Although our expert evaluators preferred chatbot responses, their readability frequently exceeded the American Medical Association’s (AMA) recommendation of a sixth-grade reading level for patient education materials. Using eight popular readability formulae, the final ARLC scores indicated the following reading levels: ChatGPT-3.5, ChatGPT-4, and Perplexity were rated as extremely difficult, Gemini and Copilot as difficult, and Chatsonic as very difficult. The corresponding grade levels were ChatGPT-3.5, ChatGPT-4, Perplexity at the College Graduate level, Gemini and Copilot at the Twelfth Grade level, and Chatsonic at College Entry level (
Figure 1). These findings align with previous research showing that chatbot-generated patient education information is frequently written at reading levels significantly exceeding the comprehension of the average patient [
12,
22].
Research indicates that tailoring patient education materials to patients’ health literacy levels can significantly enhance compliance and optimize health outcomes [
23]. A scoping review of visual aids in health literacy reported that materials intended for individuals with low literacy levels significantly improved health literacy outcomes, including medication adherence and comprehension [
24].
While some chatbots, such as ChatGPT-4 and Chatsonic, produce detailed and complex responses, others, including Perplexity, generate shorter and simpler answers. These differences in response length and complexity highlight the varying capabilities of LLM-Chatbots in addressing keratoconus-related FAQs. This information is crucially important for selecting an appropriate chatbot for specific informational needs, particularly in medical and educational contexts in which the depth and clarity of information are paramount.
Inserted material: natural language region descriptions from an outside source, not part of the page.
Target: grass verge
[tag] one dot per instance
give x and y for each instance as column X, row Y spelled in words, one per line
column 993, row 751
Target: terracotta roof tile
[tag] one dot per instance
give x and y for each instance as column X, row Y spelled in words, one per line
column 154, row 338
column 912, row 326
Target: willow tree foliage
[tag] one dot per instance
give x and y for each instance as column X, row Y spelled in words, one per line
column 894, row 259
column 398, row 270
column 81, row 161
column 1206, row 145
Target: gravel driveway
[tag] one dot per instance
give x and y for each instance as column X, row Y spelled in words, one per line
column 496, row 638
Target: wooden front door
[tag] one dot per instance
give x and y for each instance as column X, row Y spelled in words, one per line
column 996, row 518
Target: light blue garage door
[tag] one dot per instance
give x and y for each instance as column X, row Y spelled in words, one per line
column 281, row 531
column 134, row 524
The adaptability of chatbots to user requests is significant for their potential application in ophthalmology. Despite challenging reading levels, providing patient education materials remains highly beneficial. This study demonstrates the usefulness of chatbots in providing keratoconus-related information for patients. Ophthalmologists report a loss of efficiency due to excessive time spent on non-clinical tasks. Chatbots can help alleviate this burden. A semi-supervised model, in which the ophthalmologist reviews AI-generated responses, represents the future of AI and can be highly beneficial tool for ophthalmologists.
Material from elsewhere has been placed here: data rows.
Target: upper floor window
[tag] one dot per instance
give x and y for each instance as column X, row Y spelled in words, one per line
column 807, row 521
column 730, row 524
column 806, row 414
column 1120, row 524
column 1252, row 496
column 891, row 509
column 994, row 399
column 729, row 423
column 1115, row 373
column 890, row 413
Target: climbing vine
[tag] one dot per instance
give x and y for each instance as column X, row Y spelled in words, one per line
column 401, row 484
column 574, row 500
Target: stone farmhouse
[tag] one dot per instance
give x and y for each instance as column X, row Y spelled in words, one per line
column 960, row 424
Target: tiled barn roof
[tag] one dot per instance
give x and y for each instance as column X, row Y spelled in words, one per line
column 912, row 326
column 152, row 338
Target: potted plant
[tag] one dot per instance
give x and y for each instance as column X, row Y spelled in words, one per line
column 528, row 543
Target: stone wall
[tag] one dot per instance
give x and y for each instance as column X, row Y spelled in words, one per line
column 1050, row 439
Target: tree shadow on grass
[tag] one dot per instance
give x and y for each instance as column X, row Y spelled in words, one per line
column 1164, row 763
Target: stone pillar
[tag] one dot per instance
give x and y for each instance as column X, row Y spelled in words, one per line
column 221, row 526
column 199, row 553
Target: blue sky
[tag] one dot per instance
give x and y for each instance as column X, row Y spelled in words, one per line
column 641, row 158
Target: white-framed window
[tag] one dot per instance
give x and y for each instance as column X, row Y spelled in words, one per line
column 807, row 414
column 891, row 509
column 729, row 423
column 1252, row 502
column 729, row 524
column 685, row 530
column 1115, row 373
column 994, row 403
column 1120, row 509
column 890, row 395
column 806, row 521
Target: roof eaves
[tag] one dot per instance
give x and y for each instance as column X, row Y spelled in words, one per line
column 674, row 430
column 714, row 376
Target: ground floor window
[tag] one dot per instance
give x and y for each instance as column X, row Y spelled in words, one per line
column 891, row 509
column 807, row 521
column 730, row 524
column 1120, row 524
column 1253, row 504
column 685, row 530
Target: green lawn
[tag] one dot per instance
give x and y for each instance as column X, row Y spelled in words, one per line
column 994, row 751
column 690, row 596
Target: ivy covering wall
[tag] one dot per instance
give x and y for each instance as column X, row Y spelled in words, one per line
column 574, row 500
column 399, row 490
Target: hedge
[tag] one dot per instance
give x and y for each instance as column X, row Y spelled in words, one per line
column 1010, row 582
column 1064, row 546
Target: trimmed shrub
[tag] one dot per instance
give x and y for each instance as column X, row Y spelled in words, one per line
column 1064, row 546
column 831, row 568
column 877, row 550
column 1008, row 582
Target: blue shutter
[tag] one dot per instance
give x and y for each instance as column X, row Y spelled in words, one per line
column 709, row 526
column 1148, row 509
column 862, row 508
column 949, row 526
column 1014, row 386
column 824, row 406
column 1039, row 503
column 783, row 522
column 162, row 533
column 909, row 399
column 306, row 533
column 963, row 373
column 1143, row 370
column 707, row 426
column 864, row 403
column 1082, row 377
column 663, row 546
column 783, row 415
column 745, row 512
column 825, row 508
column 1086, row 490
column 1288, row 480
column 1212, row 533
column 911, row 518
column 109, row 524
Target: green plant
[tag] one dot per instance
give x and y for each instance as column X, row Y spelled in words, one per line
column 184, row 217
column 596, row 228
While this study provides insights into the differences in responses from six LLMs to common keratoconus-related questions, a number of limitations must also be considered. In particular, the questions were sourced from Google, and the manner in which patients interpret these responses was not investigated. When ophthalmologists provide information regarding keratoconus and advice on using AI tools such LLMs, it is essential that the patient’s health literacy level be taken into account.